Il primo ministro ucraino Denys Shmyhal ha scritto su Facebook che i missili e i droni russi hanno colpito 10 regioni ucraine e danneggiato 18 siti, soprattutto impianti energetici. Tuttavia «le conseguenze avrebbero potuto essere molto peggiori» se la contraerea ucraina non avesse abbattuto la maggior parte dei missili.

SECONDO IL CAPO della polizia nazionale Igor Klymenko non ci sarebbero morti accertate ma gli attacchi hanno ferito almeno 13 persone in diverse città. «Il Cremlino si sta vendicando dei fallimenti militari su persone pacifiche che sono rimaste senza elettricità e riscaldamento prima dell’inverno», ha detto il governatore della regione di Kiev, Oleksii Kuleba.

Contemporaneamente, c’è grande apprensione per le sorti dell’accordo sul grano che permetteva fino a domenica alle navi commerciali di esportare i cereali ucraini dai porti del Mar Nero. In questo caso l’attacco di sabato a Sebastopoli è dirimente: il Cremlino continua ad accusare l’Ucraina di aver colpito con i droni mentre Kiev nega affermando che le esplosioni sarebbero state causate da errori umani delle stesse truppe di Mosca.

Al netto del fatto che la versione russa è più convincente al momento, si noti che il Cremlino non ha perso tempo per interrompere la propria adesione all’accordo sul grano firmato a Istanbul lo scorso 22 luglio.

IL PRESIDENTE TURCO Recep Tayyip Erdogan ha dichiarato che il suo Paese è determinato a portare avanti l’accordo sul grano e che il suo ministro della Difesa Hulusi Akar parlerà con l’omologo russo Shoigu. «La sospensione dell’accordo colpisce tutta l’umanità. Ricordiamo alle parti interessate di riconsiderare le loro decisioni – ha affermato Akar, citato da Ap – I bisognosi erano già in urgente attesa dei cereali. La situazione non potrà che peggiorare».

Tuttavia è importante notare che ieri ben 12 navi cariche di cereali sono salpate lo stesso dai porti ucraini, nonostante la minaccia russa di «non poter più garantire la sicurezza delle navi in transito nel Mar Nero».

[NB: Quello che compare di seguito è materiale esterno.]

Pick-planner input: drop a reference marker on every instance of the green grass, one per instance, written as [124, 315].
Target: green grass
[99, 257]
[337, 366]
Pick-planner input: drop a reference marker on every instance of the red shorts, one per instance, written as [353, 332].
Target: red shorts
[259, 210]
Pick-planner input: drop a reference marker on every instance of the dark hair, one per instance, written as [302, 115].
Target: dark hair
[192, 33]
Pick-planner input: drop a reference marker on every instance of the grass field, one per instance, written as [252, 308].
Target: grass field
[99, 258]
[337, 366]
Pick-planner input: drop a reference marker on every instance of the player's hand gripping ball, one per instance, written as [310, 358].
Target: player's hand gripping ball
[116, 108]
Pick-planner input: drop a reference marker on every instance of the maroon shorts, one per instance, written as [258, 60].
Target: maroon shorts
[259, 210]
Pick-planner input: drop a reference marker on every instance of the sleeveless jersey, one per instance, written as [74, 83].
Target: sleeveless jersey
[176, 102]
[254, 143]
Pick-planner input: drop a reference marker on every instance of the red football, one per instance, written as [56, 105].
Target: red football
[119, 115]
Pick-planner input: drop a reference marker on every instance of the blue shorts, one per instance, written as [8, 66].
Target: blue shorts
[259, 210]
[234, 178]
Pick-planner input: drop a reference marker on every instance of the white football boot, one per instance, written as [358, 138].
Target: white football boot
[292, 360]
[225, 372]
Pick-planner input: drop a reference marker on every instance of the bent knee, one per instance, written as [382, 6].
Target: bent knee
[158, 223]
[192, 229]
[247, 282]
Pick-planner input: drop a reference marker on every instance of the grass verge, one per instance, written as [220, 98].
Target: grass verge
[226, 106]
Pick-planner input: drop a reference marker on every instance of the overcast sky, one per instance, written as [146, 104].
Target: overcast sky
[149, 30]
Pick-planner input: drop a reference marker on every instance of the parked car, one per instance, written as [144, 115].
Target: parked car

Inoltre, secondo l’agenzia Reuters, Onu, Turchia e Ucraina si sono accordate per spostare 16 navi che si trovano già in acque turche e per ispezionarne altre 40. Sembra che tre delle parti coinvolte nell’accordo stiano sondando il terreno per vagliare l’eventualità di proseguire le esportazioni nonostante l’uscita della Russia. Il che, con ogni evidenza, è una mossa estremamente rischiosa.